Introduction : Cette série est mon histoire, chaque texte est personnel. En parler est important et j’ai décidé de le faire. Chaque semaine, un texte sortira en rapport avec une thématique. Pour lire la série en entier, rendez-vous ICI.

 

Une dépression, ça nous change. On devient différent.e en restant tout de même la même personne. Après avoir eu mon diagnostic reliant dépression, anxiété et trouble de personnalité limite, j’étais perdue. Vraiment perdue. Je ne savais plus qui j’étais. Chaque chose de ma vie, soit ma personnalité, mes passions, mes relations, mes choix de vie, mon emploi; je remettais tout en doute en me demandant si c’était vraiment moi ou si c’était les répercussions de la maladie. C’est comme si je me retrouvais devant une page blanche et que je devais redessiner qui j’étais en tant que personne. J’avais peur. Chaque jour, je me demandais si j’allais finir par m’en sortir et voir finalement le bout du tunnel. L’histoire, c’est que je me suis écroulée en mai 2017, mais le mal était dans mon corps depuis tellement plus longtemps que ça. J’ai tardé à chercher de l’aide. J’avais essayé d’en chercher avant, mais c’était tellement dur que je finissais souvent par abandonner et me dire que tout ça finirait par passer.

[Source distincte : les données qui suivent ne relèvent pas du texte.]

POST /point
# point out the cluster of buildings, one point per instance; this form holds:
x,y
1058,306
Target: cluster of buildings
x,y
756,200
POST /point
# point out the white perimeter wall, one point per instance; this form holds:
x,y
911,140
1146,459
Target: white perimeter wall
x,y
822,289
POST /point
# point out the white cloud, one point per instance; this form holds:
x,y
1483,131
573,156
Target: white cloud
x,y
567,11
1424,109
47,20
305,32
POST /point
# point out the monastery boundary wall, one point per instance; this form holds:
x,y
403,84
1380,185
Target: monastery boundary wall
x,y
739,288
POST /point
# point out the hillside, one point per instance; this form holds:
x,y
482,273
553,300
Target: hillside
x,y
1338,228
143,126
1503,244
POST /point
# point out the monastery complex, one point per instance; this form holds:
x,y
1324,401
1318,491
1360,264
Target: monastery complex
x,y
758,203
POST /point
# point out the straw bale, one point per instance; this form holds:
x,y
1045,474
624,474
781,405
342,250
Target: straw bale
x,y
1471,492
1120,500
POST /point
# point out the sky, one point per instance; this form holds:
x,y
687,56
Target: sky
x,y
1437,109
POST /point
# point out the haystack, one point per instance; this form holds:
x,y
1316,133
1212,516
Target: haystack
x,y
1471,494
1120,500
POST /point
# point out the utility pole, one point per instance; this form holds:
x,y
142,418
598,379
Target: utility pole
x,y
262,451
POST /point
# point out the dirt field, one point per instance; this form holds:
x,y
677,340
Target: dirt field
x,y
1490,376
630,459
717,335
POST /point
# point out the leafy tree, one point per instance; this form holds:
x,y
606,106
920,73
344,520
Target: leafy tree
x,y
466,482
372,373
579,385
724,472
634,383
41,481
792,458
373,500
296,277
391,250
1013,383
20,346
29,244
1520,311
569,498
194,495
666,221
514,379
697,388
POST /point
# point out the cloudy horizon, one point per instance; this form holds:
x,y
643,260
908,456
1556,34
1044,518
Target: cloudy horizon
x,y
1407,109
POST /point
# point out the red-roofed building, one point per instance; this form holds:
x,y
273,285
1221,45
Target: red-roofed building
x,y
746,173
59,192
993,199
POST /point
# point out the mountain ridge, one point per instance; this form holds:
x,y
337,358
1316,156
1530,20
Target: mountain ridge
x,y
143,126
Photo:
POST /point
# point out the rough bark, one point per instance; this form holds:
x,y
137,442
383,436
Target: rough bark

Quand j’ai été hospitalisée, j’étais dans le néant. La douleur était devenue tellement insupportable que j’avais tenté de la faire disparaître. De me faire disparaître. Je n’ai jamais voulu mourir, mais c’était la seule solution dans ma tête. Entre les mains des médecins, j’ai enfin vécu la libération des démons qui tentaient de me tuer. La thérapie, ainsi que la médication sont somme toute les deux choses qui m’ont sauvée la vie. J’ai enfin arrêté de me sentir honteuse d’avoir vécu une agression sexuelle et le début d’une nouvelle vie m’a ouvert grand ses bras. Par contre, la dépression ne disparaît jamais totalement. Elle reste toujours dans un petit coin, quelque part, à me fragiliser un peu, de temps à autre. Je garde encore cette impression que je pourrais craquer facilement, mais aujourd’hui, j’ai les outils qu’il faut pour me battre chaque fois que j’aurai une tempête à traverser.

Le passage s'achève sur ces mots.